# Question 116c1

Mar 5, 2017

$\text{5620 years}$

#### Explanation:

Your tool of choice here will be the equation

$\textcolor{b l u e}{\underline{\textcolor{b l a c k}{{A}_{t} = {A}_{0} \cdot {\left(\frac{1}{2}\right)}^{n}}}}$

Here

• ${A}_{t}$ is the amount of the radioactive substance that remains undecayed after a time period $t$
• ${A}_{0}$ is the initial amount of said substance
• $n$ is the number of half-lives that pass in the time period $t$

In your case, you know that the relic contains 27.3% of the initial amount of the radioactive substance. You can thus say that

${A}_{t} = \frac{27.3}{100} \cdot {A}_{0}$

The equation becomes

$\frac{27.3}{100} \cdot \textcolor{red}{\cancel{\textcolor{b l a c k}{{A}_{0}}}} = \textcolor{red}{\cancel{\textcolor{b l a c k}{{A}_{0}}}} \cdot {\left(\frac{1}{2}\right)}^{n}$

$\frac{27.3}{100} = {\left(\frac{1}{2}\right)}^{n}$

This can be rewritten as

$\ln \left(\frac{27.3}{100}\right) = \ln \left[{\left(\frac{1}{2}\right)}^{n}\right]$

$\ln \left(\frac{27.3}{100}\right) = n \cdot \ln \left(\frac{1}{2}\right)$

which gets you

$n = \ln \frac{\frac{27.3}{100}}{\ln} \left(\frac{1}{2}\right) = 1.873$

Before moving on, take a second to check if this value makes sense.

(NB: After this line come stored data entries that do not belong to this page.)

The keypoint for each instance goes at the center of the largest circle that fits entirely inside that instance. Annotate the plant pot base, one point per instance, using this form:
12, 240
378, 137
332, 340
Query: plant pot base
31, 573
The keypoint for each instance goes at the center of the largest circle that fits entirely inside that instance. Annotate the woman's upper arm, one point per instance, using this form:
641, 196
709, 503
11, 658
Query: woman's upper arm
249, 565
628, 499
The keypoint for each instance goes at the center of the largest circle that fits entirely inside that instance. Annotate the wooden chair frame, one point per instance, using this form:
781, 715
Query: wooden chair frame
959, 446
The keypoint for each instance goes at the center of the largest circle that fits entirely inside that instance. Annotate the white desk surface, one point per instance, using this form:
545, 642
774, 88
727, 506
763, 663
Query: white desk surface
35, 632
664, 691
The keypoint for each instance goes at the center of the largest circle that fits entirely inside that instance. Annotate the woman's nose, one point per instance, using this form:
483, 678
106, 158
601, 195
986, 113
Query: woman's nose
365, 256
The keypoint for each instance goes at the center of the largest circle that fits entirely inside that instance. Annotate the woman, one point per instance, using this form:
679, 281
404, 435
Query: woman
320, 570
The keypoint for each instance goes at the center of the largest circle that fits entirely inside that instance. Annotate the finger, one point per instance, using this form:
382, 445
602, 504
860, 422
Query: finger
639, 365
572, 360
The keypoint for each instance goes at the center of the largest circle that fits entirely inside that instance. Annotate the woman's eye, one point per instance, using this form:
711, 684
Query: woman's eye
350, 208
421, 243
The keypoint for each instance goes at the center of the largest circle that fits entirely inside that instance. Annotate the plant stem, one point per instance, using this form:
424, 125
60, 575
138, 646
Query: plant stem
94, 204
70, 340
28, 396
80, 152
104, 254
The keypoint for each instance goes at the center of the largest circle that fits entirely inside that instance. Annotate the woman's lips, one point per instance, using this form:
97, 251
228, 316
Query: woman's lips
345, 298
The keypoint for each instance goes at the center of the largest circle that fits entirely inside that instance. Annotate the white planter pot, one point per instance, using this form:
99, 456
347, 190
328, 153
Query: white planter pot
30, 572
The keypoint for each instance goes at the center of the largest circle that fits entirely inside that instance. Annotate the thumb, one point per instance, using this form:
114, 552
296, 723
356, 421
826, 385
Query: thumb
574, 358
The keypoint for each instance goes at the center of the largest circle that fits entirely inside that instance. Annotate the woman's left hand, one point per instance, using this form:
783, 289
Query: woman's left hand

As you know, the half-life of a radioactive nuclide tells you the time needed for half of an initial mass of said nuclide to decay.

In other words, the mass of the nuclide will be halved with every passing half-life. This implies that you have

• A_0 * 1/2 = A_0/2 = 50/100 * A_0 = 50% A_0 -> after one half-life
• A_0/2 * 1/2 = A_0/4 = 25/100 * A_0 = 25% A_0 -> after two half-lives

In your case, you are left with 27.3%, a little over 25%, which means that the time needed for the sample to decay is very close to $2$ half-lives, i.e. the number of half-lives that passed is $< 2$.

So the fact that $1.873$ half-lives passed confirms that you are on the right track.

Now, you can say that

$n = \text{the total time that passed"/"the half-life" = t/t_"1/2}$

This means that you will have

$t = n \cdot {t}_{\text{1/2}}$

which will get you

t = 1.873 * "3000 years" = color(darkgreen)(ul(color(black)("5620 years")))#

I'll leave the answer rounded to three sig figs, but keep in mind that you only have one significant figure for the half-life of the radioactive substance.